Der Tagungsbericht von Alexander Werner aus dem LKA-NRW verdeutlicht jedoch, dass es Anzeichen für eine erneute Diskussion dazu gibt und in einigen sozialstrukturell benachteiligten Regionen, Kommunen bzw. Stadtvierteln auch einen vorsichtigen konzeptionellen Austausch über gemeinwesenorientierte Ansätze bei Sozialarbeit und Polizei, vor allem bezogen auf die Prävention von Kriminalität unter Mitgliedern arabischer Großfamilien – sogenannte „Clan-Kriminalität“, ohne dass dies bislang zu einer flächendeckend von beiden Seiten vorangetriebenen professionellen Kooperation geführt hat (vgl. Boettner und Schweitzer 2020).

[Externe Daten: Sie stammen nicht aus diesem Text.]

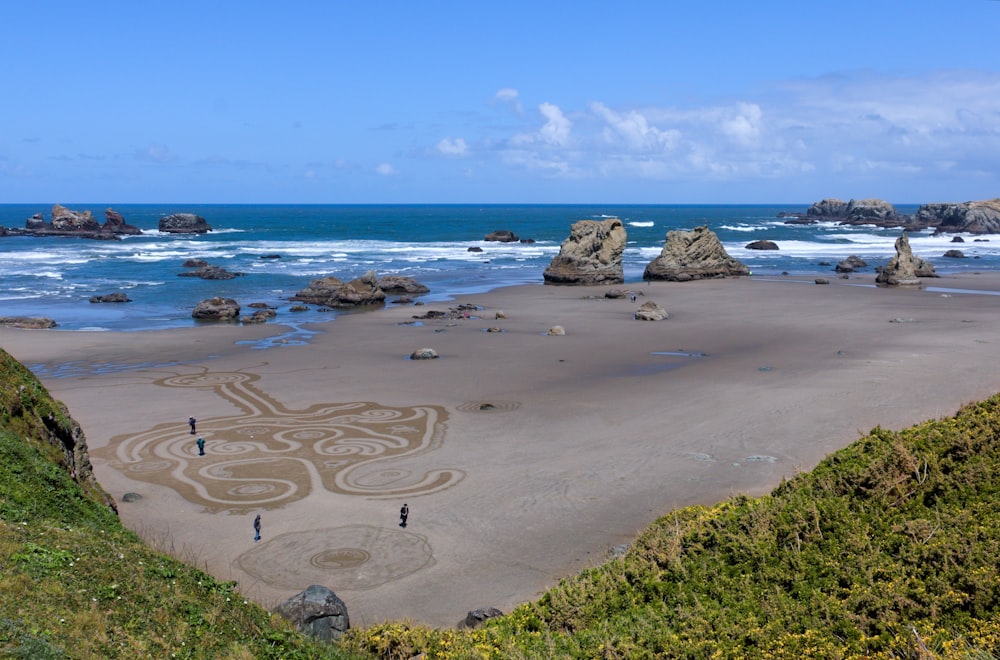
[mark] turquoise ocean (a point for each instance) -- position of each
(55, 277)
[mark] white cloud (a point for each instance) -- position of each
(555, 132)
(450, 147)
(858, 124)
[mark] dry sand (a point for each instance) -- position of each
(523, 457)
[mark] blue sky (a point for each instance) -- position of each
(507, 102)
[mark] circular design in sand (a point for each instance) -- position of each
(488, 406)
(267, 455)
(353, 557)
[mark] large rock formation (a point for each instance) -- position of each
(592, 254)
(397, 284)
(217, 309)
(79, 224)
(184, 223)
(332, 292)
(875, 212)
(905, 269)
(693, 255)
(317, 612)
(970, 217)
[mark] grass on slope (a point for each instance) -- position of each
(888, 549)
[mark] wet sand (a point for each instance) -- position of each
(523, 457)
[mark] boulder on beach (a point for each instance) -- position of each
(332, 292)
(184, 223)
(396, 284)
(217, 309)
(693, 255)
(650, 311)
(592, 254)
(317, 612)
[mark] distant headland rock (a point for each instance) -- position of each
(982, 217)
(78, 224)
(184, 223)
(592, 254)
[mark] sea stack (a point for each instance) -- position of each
(592, 254)
(693, 255)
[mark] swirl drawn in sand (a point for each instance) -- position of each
(349, 557)
(268, 456)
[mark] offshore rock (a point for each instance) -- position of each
(762, 245)
(693, 255)
(592, 254)
(904, 269)
(111, 297)
(396, 284)
(317, 612)
(969, 217)
(115, 223)
(332, 292)
(502, 236)
(78, 224)
(184, 223)
(217, 309)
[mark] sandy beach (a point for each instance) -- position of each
(522, 457)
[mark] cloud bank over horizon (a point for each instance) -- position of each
(750, 121)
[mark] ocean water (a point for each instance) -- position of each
(55, 277)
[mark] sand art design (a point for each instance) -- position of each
(343, 558)
(269, 456)
(488, 406)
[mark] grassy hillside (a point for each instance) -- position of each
(74, 583)
(888, 549)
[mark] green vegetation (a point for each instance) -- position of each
(888, 549)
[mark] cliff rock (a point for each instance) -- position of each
(592, 254)
(693, 255)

Beate Krafft-Schöning als langjährige Kennerin der Szene und Thomas Müller als ehemaliger Integrationsbeauftragter der Bremer Polizei beziehen sich in ihrem Beitrag über gegensätzliche Polizeistrategien im Umgang mit abweichendem Verhalten in solchen Familien deshalb nicht zufällig auf zehn Jahre alte community policing-Ansätze in diesem Bundesland.

Wie weiter?

Positionen, die einen unvereinbaren fundamentalen Gegensatz zwischen polizeilichem und sozialarbeiterischem Mandat behaupten und in der Folge jede Zusammenarbeit ablehnen, sind weder theoretisch gut begründbar, noch können sie praktisch durchgehalten werden. Sie tendieren zudem zu einer Verklärung Sozialer Arbeit als moralische Instanz, die vermeintlich jenseits von Staat und Recht angesiedelt ist und die damit die problematischen Seiten Sozialer Arbeit ausblendet. Es kann also nicht um die Frage des Ob, sondern nur um die Frage des Wie einer solchen Kooperation gehen, die an Prinzipien einer anwaltschaftlichen Sozialer Arbeit festhält und diese nicht zugunsten einem Primat vermeintlicher oder tatsächlicher Sicherheitsinteressen preisgibt. Worum es dabei prinzipiell gehen muss, hat Fritz Schütze (1996, S. 247) treffend wie folgt gefasst: „Sozialarbeiter_innen würden den Zugzwängen und dem vielfältigen Druck des hoheitsstaatlichen Verwaltungs- und Herrschaftsapparats weniger schutzlos ausgeliefert sein, wenn sie ihre unabweislichen hoheitsstaatlichen Verwaltungs- und Herrschaftsaufgaben aktiv und beherzt, staatskritisch, organisationskritisch und selbstkritisch angehen und gestalten würden.“

Was dies je konkret in unterschiedlichen Arbeitsfeldern heißt – z. B. Verkehrserziehung in Jugendhäusern, Kindeswohlgefährdung und häusliche Gewalt, Streetwork, Fan-Projekte, Jugendgerichtshilfe oder Kooperation in Schulen und Jugendfreizeiteinrichtungen bei der Prävention rassistischer, rechtsextremer, sexistischer und islamistischer Gewalt – gilt es in Theorie und Praxis fachlich kompetent auszubuchstabieren sowie in einer gesellschaftlichen Situation durchzusetzen, in der Kritik an der Polizei – jenseits der Kritik rassistischer Praktiken – politisch auf wenig Akzeptanz stößt.